Earth Day event enjoys new life under new instructorWhen Red Wing High School teacher Steve Nelson retired last year, people wondered if the popular Earth Day program he hatched would follow suit. Not a chance.
By: Mike Longaecker, The Republican Eagle
When Red Wing High School teacher Steve Nelson retired last year, people wondered if the popular Earth Day program he hatched would follow suit.
Not a chance.
On Friday, hundreds of local first-graders continued the tradition of building bird houses, planting trees and creating streams in joint projects with high school students.
But Chris Sheehan, who took over for Nelson this year as the school's agriculture teacher, had some other things in mind.
"Something that cool, you've got to honor that and make it work," he said.
So he got the science department involved. And two wallabies, which took up temporary residence at the high school's back lawn along with an emu and a llama.
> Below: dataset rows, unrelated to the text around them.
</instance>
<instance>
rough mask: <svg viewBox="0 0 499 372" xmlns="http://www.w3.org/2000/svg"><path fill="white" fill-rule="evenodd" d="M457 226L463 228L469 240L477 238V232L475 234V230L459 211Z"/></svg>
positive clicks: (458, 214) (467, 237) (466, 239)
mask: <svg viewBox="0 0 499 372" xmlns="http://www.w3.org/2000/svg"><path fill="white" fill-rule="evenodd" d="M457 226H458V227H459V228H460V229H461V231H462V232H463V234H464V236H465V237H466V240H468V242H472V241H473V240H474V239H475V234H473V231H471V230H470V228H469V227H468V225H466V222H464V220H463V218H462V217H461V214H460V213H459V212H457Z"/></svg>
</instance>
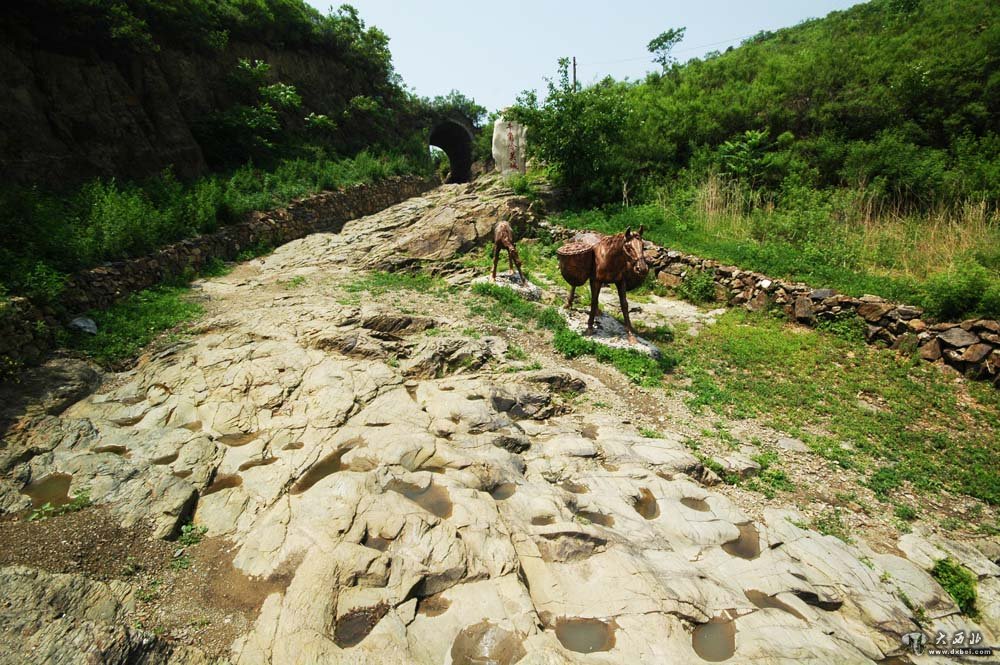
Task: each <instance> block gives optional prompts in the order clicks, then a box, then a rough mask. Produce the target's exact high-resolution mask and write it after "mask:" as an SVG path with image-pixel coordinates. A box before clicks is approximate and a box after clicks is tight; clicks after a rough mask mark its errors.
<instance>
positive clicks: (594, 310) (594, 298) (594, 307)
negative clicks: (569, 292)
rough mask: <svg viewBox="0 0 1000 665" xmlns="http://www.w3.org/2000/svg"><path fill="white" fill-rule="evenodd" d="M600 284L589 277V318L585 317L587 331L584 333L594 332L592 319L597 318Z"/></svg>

Sheehan said he decided to build on the principles behind Earth Day and expand it beyond the agriculture department.
"It makes a lot of sense to collaborate together because it's all science anyway," he said.
If the first-graders' reactions were any measure, the idea appeared to be a hit. The young students gasped and cheered to the sight of fireballs and dry ice experiments.
"That was a fun opportunity when Chris came to me," said high school science teacher Jeff Chalmers.
The exotic animals were a last-minute addition after a reptile display fell through.
"I called in a favor," Sheehan said.
A former FFA colleague and college friend loaned out the exotic animals. Sheehan said that friend was so excited about the experience that he's committed to bringing more exotic animals in the future.
Sheehan said there was no formal blueprint to work off in staging the Earth Day project, so he turned to Principal Beth Borgen and German teacher Shelley Orr, who helped him find the way.
Sheehan's FFA students helped fill in the gaps.
"We were able to kind of piece it back together," he said.
And then he handed it off to the FFA students, who run the activities and stations.
FFA leaders Bryanna Wittman and Jared Nelson said the experience has been rewarding.
"Seeing the kids have fun is the main thing," Nelson said.